Please pray for Roxana Tenea Teleman, who will be ordained deacon at Holy Trinity Brussels on Sunday, June 30. Roxana will have her first Sunday as our curate on July 7, when we will welcome her to both church communities.
I attended the Clergy Retreat organised by the Episcopal Church in Europe at the St Thomas Cultural Centre, Strasbourg. The programme was varied. We had presentations about clergy well-being and building church communities but the retreat principally gave me the opportunity to meet Bishop Mark Edington, the new bishop, and talk about the longstanding connection that Holy Trinity has with the Episcopal Church. We host their Convention (synod) in 2020.
Next Sunday’s gospel describes Jesus journeying through a Samaritan area. Since there was longstanding hostility between the Jews and Samaritans, it wasn’t surprising that Jesus’ disciples encountered rejection when they entered a village. They asked Jesus to let them command fire to come down from heaven and consume the villagers but Jesus dismissed their request.
Following this story, there are several examples of people asking Jesus what it costs to be a disciple:
One man offers to follow Jesus wherever he goes but Jesus warns him that his is a rootless life: ‘Foxes have holes, and birds of the air have nests; but the Son of Man has nowhere to lay his head.’
To another Jesus simply says ‘Follow me.’ The man is willing but he asks that he may bury his father first. Jesus’ response is: ‘Let the dead bury their own dead; but as for you, go and proclaim the kingdom of God.’
The man’s request to bury his father will seem natural to us. From the story, it is not clear whether the father is dead or near death. It may be that the disciple is just asking, in an orthodox Jewish way, to take care of his parents in their old age (one of the Ten Commandments is to honour your parents).
There is also an allusion to Sunday’s Old Testament reading which describes Elisha ploughing with his oxen when Elijah called him to follow him. Elisha asked to be allowed to say goodbye to his parents first. Then, when he left to follow in Elijah, he slaughtered the oxen with which he had been ploughing and used their yoke and harness as fuel to cook the oxen for his neighbours to eat. He had burned his bridges to follow Elijah. He had killed the animals and destroyed the equipment that would be required for him to resume his old life, which meant that he couldn’t turn back.
Another enquirer responds in a similar vein, asking to say goodbye to his family. Jesus’ tells him that ‘No one who puts a hand to the plough and looks back is fit for the kingdom of God.’
Jesus invites us to imagine a team of oxen or horses ahead of someone ploughing. To plough a straight furrow, you must look ahead and hold the plough firm to the ground. The moment you look behind, the pressure will be relieved from the plough and the furrow will become crooked – the mark of an amateur.
In contemporary terms, imagine someone driving a car and turning to look behind while they were driving along. Even on a road with no traffic, this would be dangerous. What Jesus is saying is that if anyone wants to follow him they must be single-minded and avoid distraction.

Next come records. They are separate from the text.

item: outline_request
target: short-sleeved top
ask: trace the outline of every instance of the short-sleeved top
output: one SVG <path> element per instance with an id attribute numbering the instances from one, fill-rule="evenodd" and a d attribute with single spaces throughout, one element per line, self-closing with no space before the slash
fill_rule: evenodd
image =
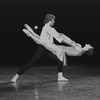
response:
<path id="1" fill-rule="evenodd" d="M 60 37 L 59 33 L 53 27 L 45 24 L 40 34 L 40 40 L 46 44 L 53 44 L 53 38 L 60 43 L 62 42 L 62 38 Z"/>

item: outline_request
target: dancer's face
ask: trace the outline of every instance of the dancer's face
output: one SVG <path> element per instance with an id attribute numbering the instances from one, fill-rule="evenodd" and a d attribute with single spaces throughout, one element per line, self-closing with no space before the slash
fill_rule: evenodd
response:
<path id="1" fill-rule="evenodd" d="M 51 26 L 53 26 L 53 25 L 54 25 L 54 23 L 55 23 L 55 19 L 52 19 L 52 20 L 51 20 L 51 24 L 50 24 L 50 25 L 51 25 Z"/>

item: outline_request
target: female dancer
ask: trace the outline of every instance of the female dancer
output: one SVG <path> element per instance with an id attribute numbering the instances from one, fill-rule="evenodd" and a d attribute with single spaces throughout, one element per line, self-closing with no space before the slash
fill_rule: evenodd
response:
<path id="1" fill-rule="evenodd" d="M 22 67 L 17 74 L 11 79 L 11 82 L 16 82 L 20 75 L 22 75 L 28 68 L 31 67 L 32 63 L 36 63 L 40 58 L 45 54 L 52 52 L 57 59 L 58 67 L 58 81 L 68 81 L 63 77 L 63 66 L 66 65 L 66 55 L 68 56 L 81 56 L 85 52 L 93 51 L 93 47 L 86 44 L 85 47 L 75 41 L 71 40 L 69 37 L 65 36 L 63 33 L 58 33 L 52 26 L 55 23 L 55 16 L 52 14 L 47 14 L 44 20 L 44 26 L 42 32 L 37 35 L 27 24 L 25 24 L 26 29 L 23 31 L 27 36 L 31 37 L 37 44 L 39 44 L 38 49 L 36 50 L 35 55 L 31 61 Z M 56 45 L 53 41 L 55 38 L 59 43 L 63 42 L 69 46 Z"/>

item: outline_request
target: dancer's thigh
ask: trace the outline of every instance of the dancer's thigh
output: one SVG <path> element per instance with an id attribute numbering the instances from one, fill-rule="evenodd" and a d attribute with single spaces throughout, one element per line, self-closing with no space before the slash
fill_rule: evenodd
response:
<path id="1" fill-rule="evenodd" d="M 81 56 L 83 52 L 75 50 L 73 47 L 64 47 L 64 51 L 68 56 Z"/>

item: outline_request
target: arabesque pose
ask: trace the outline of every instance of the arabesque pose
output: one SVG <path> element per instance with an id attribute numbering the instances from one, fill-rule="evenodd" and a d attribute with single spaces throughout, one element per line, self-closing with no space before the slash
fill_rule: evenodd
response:
<path id="1" fill-rule="evenodd" d="M 26 29 L 23 32 L 31 37 L 38 45 L 38 49 L 33 56 L 31 63 L 35 63 L 38 59 L 42 58 L 45 52 L 52 52 L 57 58 L 58 67 L 58 81 L 68 81 L 67 78 L 63 76 L 63 66 L 67 65 L 66 55 L 68 56 L 81 56 L 82 54 L 88 52 L 93 54 L 93 47 L 86 44 L 84 47 L 81 44 L 76 43 L 63 33 L 57 32 L 52 26 L 55 23 L 55 16 L 52 14 L 47 14 L 44 20 L 44 26 L 42 28 L 40 36 L 37 35 L 33 29 L 25 24 Z M 63 42 L 69 46 L 57 45 L 54 43 L 53 38 L 55 38 L 59 43 Z M 11 82 L 16 82 L 20 75 L 22 75 L 29 67 L 31 63 L 22 67 L 17 74 L 11 79 Z"/>

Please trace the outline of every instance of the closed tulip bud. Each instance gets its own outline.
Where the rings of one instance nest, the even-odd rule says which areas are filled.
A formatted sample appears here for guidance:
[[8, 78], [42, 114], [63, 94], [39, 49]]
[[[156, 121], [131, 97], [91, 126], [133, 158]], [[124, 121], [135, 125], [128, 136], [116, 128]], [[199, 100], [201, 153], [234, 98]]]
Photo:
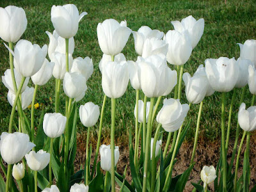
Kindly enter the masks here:
[[215, 168], [212, 165], [204, 166], [201, 171], [200, 176], [204, 182], [204, 189], [205, 188], [206, 184], [212, 183], [217, 177]]
[[243, 45], [237, 44], [240, 47], [240, 58], [243, 60], [249, 60], [256, 66], [256, 40], [247, 40]]
[[137, 31], [132, 31], [134, 38], [134, 46], [136, 52], [142, 56], [145, 42], [148, 38], [155, 38], [160, 40], [163, 38], [164, 33], [157, 29], [151, 29], [148, 26], [141, 26]]
[[97, 27], [99, 44], [104, 54], [115, 56], [121, 52], [127, 42], [132, 30], [127, 27], [126, 20], [120, 23], [106, 19]]
[[167, 61], [172, 65], [185, 64], [192, 52], [191, 43], [188, 31], [180, 33], [170, 30], [167, 32], [164, 40], [168, 44]]
[[79, 108], [79, 116], [84, 126], [89, 127], [95, 125], [100, 116], [100, 109], [92, 102], [86, 102]]
[[54, 63], [49, 62], [47, 59], [45, 59], [41, 68], [31, 76], [33, 83], [40, 86], [45, 84], [52, 76], [54, 67]]
[[[16, 70], [16, 69], [14, 68], [13, 70], [14, 70], [14, 76], [16, 81], [16, 85], [17, 88], [19, 88], [22, 76], [19, 72]], [[29, 81], [29, 77], [26, 77], [23, 84], [22, 88], [21, 89], [21, 93], [25, 91], [25, 89], [27, 87]], [[4, 72], [4, 76], [2, 76], [2, 82], [10, 91], [11, 91], [13, 93], [15, 93], [13, 88], [13, 83], [12, 83], [12, 74], [10, 69], [7, 69]]]
[[18, 163], [34, 147], [35, 145], [29, 142], [29, 137], [26, 134], [19, 132], [3, 132], [1, 135], [1, 156], [8, 164]]
[[83, 75], [86, 81], [93, 72], [92, 59], [86, 57], [84, 59], [79, 57], [73, 60], [70, 72], [77, 72]]
[[70, 192], [88, 192], [89, 191], [89, 186], [85, 186], [83, 183], [79, 184], [75, 183], [71, 186]]
[[60, 113], [45, 113], [43, 122], [44, 133], [51, 138], [60, 137], [64, 132], [67, 117]]
[[181, 104], [179, 99], [165, 99], [162, 109], [158, 113], [156, 120], [162, 124], [167, 132], [178, 130], [187, 116], [189, 106], [187, 104]]
[[[31, 104], [33, 96], [34, 94], [34, 88], [28, 87], [26, 88], [25, 91], [21, 93], [21, 106], [22, 108], [22, 110], [25, 110]], [[7, 99], [9, 102], [10, 104], [13, 106], [14, 100], [15, 99], [15, 94], [14, 94], [12, 92], [9, 91], [7, 94]], [[16, 110], [17, 110], [17, 108], [16, 106]]]
[[14, 164], [12, 168], [12, 176], [17, 180], [21, 180], [25, 176], [25, 168], [23, 163]]
[[180, 33], [188, 30], [191, 41], [192, 48], [194, 49], [199, 42], [204, 33], [204, 19], [196, 20], [192, 15], [182, 19], [181, 22], [172, 21], [174, 29]]
[[163, 40], [156, 38], [147, 38], [144, 42], [142, 57], [147, 58], [153, 54], [163, 54], [166, 55], [168, 45]]
[[[153, 144], [154, 144], [154, 138], [151, 138], [150, 159], [152, 159], [153, 154]], [[161, 148], [161, 145], [162, 145], [162, 140], [160, 140], [159, 141], [157, 141], [156, 145], [155, 157], [157, 156], [157, 154], [159, 152], [159, 149]]]
[[[100, 167], [106, 171], [109, 172], [111, 170], [111, 150], [110, 145], [101, 145], [100, 147]], [[118, 146], [115, 147], [115, 166], [116, 166], [120, 156]]]
[[[58, 52], [62, 54], [66, 53], [66, 42], [65, 38], [60, 36], [56, 30], [53, 31], [52, 34], [49, 31], [45, 31], [49, 36], [50, 42], [48, 46], [48, 56], [50, 60], [52, 60], [52, 54], [54, 52]], [[75, 49], [75, 41], [74, 37], [68, 40], [68, 53], [71, 55]]]
[[53, 26], [58, 34], [64, 38], [70, 38], [76, 35], [78, 30], [78, 24], [86, 15], [86, 12], [79, 15], [77, 8], [73, 4], [53, 5], [51, 10]]
[[[120, 63], [123, 61], [126, 61], [126, 58], [124, 54], [119, 53], [115, 56], [114, 61]], [[105, 65], [107, 63], [112, 61], [111, 56], [103, 54], [102, 58], [100, 60], [100, 63], [99, 63], [99, 68], [100, 72], [102, 72], [102, 66]]]
[[[66, 73], [66, 55], [60, 52], [52, 54], [52, 59], [51, 62], [55, 63], [52, 70], [53, 76], [57, 79], [63, 79]], [[68, 54], [68, 71], [72, 66], [73, 58], [71, 54]]]
[[0, 8], [0, 37], [6, 42], [17, 42], [27, 28], [28, 20], [22, 8], [10, 5]]
[[245, 104], [242, 103], [238, 111], [238, 122], [245, 131], [256, 129], [256, 106], [251, 106], [246, 110]]
[[102, 68], [102, 89], [110, 98], [123, 96], [127, 88], [129, 72], [126, 61], [108, 62]]

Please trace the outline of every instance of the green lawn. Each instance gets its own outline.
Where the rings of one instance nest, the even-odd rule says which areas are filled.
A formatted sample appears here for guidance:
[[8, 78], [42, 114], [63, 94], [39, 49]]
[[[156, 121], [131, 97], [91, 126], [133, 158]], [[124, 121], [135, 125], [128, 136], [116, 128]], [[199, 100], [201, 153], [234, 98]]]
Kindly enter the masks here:
[[[239, 56], [239, 48], [237, 43], [244, 43], [247, 39], [256, 39], [256, 3], [254, 1], [6, 1], [1, 0], [0, 6], [5, 7], [13, 4], [22, 7], [27, 15], [28, 24], [22, 38], [27, 39], [33, 44], [40, 46], [49, 44], [45, 31], [54, 30], [51, 21], [51, 8], [53, 4], [63, 5], [67, 3], [75, 4], [81, 13], [88, 12], [79, 23], [79, 30], [75, 36], [76, 49], [74, 58], [89, 56], [93, 58], [94, 72], [88, 81], [88, 90], [84, 98], [78, 104], [83, 104], [92, 101], [101, 106], [103, 92], [101, 87], [101, 75], [98, 68], [102, 52], [97, 38], [97, 26], [104, 20], [113, 18], [120, 22], [125, 19], [131, 29], [137, 31], [140, 26], [147, 25], [152, 29], [157, 29], [166, 33], [173, 29], [172, 20], [180, 20], [189, 15], [196, 19], [204, 18], [205, 31], [201, 40], [193, 50], [191, 56], [184, 66], [184, 72], [193, 74], [199, 65], [204, 63], [207, 58], [217, 58], [221, 56], [228, 58]], [[254, 16], [253, 16], [254, 15]], [[0, 74], [9, 67], [8, 53], [0, 40]], [[132, 35], [123, 51], [128, 60], [136, 60], [137, 54], [134, 48]], [[171, 66], [173, 68], [173, 66]], [[11, 111], [6, 95], [7, 89], [0, 84], [0, 122], [1, 132], [8, 129], [8, 120]], [[30, 86], [31, 84], [30, 84]], [[183, 84], [184, 86], [184, 84]], [[235, 132], [237, 120], [235, 119], [239, 108], [241, 90], [238, 92], [236, 105], [234, 108], [232, 134]], [[127, 141], [127, 128], [133, 127], [133, 110], [135, 102], [135, 92], [129, 85], [125, 95], [117, 100], [116, 136], [120, 141]], [[227, 104], [230, 102], [232, 93], [227, 94]], [[54, 110], [54, 78], [46, 86], [40, 87], [36, 102], [44, 104], [48, 112]], [[168, 97], [172, 97], [173, 93]], [[205, 99], [202, 118], [201, 119], [200, 136], [208, 140], [219, 137], [220, 132], [220, 93]], [[51, 98], [50, 98], [51, 97]], [[142, 95], [141, 95], [142, 98]], [[252, 95], [246, 89], [245, 102], [249, 104]], [[62, 106], [65, 102], [62, 97]], [[182, 102], [188, 102], [184, 92]], [[194, 130], [199, 105], [192, 106], [188, 119], [192, 119], [191, 129], [187, 140], [191, 140]], [[39, 116], [39, 110], [36, 110]], [[110, 100], [108, 99], [105, 109], [103, 137], [109, 138], [110, 132]], [[227, 117], [228, 108], [227, 108]], [[26, 110], [29, 116], [29, 109]], [[38, 122], [37, 122], [38, 123]], [[16, 121], [17, 124], [17, 121]], [[84, 129], [79, 124], [80, 129]], [[97, 133], [98, 127], [94, 127]], [[81, 129], [80, 129], [81, 130]], [[96, 136], [96, 134], [95, 134]]]

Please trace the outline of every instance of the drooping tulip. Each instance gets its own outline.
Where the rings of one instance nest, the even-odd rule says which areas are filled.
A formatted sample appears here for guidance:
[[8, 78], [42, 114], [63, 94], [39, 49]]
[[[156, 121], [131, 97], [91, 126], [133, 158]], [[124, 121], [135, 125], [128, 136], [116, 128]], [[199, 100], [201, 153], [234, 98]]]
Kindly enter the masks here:
[[[109, 172], [111, 170], [111, 151], [110, 145], [101, 145], [100, 147], [100, 167], [106, 172]], [[116, 165], [120, 157], [118, 146], [115, 147], [115, 166]]]
[[86, 102], [79, 108], [79, 116], [84, 126], [90, 127], [96, 124], [100, 116], [100, 109], [92, 102]]
[[43, 129], [45, 134], [51, 138], [60, 137], [65, 131], [67, 117], [60, 113], [45, 113], [43, 121]]
[[204, 19], [201, 18], [196, 20], [192, 15], [182, 19], [181, 22], [172, 21], [174, 29], [180, 33], [188, 30], [191, 41], [192, 48], [198, 44], [204, 29]]
[[166, 131], [174, 132], [183, 124], [189, 110], [189, 105], [181, 104], [179, 99], [165, 99], [156, 120]]
[[22, 8], [0, 7], [0, 37], [6, 42], [17, 42], [27, 28], [28, 20]]
[[78, 24], [81, 19], [87, 15], [83, 12], [79, 15], [77, 8], [73, 4], [52, 6], [51, 18], [58, 34], [64, 38], [70, 38], [76, 35]]
[[34, 147], [35, 145], [29, 142], [29, 137], [26, 134], [19, 132], [3, 132], [1, 135], [1, 156], [8, 164], [18, 163]]
[[42, 149], [36, 153], [32, 150], [25, 155], [28, 166], [33, 171], [44, 170], [50, 162], [50, 154]]
[[234, 88], [239, 71], [234, 58], [207, 59], [205, 62], [209, 82], [216, 92], [228, 92]]
[[167, 32], [164, 40], [168, 44], [167, 61], [172, 65], [185, 64], [192, 52], [191, 42], [188, 31], [180, 33], [170, 30]]
[[110, 98], [121, 97], [126, 91], [129, 80], [127, 62], [108, 62], [102, 67], [103, 92]]
[[137, 31], [132, 31], [134, 38], [134, 47], [136, 52], [142, 56], [142, 50], [144, 43], [147, 39], [155, 38], [160, 40], [163, 38], [164, 33], [157, 29], [151, 29], [148, 26], [141, 26]]
[[97, 27], [97, 35], [101, 51], [115, 56], [121, 52], [127, 42], [132, 30], [126, 20], [120, 23], [113, 19], [106, 19]]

This was not an easy message in Jesus’s time. The Gospels tell us how Jesus’s disciples continually misunderstood him. Some of them – James and John – looked forward to enjoying worldly power with Jesus. All his disciples ran away after Jesus’ arrest; only the women remained faithful at the foot of the Cross.
Jesus’ message in each of these brief stories is that following him entails renouncing everything and everyone in your life.
This emphasis on following is at odds with that part of our religious tradition which sees Jesus as someone to worship and as someone who will protect us.
The well-known theologian Richard Rohr argues that the tension between following and worshipping Jesus is a fundamental one in our religious tradition.
He argues if we put worship of Jesus first, we will stress what we believe about him. This may lead us to stress whether someone has ‘right beliefs’ about Jesus. This will make us concerned about whether someone subscribes fully to the ‘right belief’, whether they are ‘inside’ the church or ‘outside’.
On the other hand, following entails movement and a willingness to change – the possibility of transformation, so that we become the people God calls us to be and change the world around us. This is the riskier and more costly choice.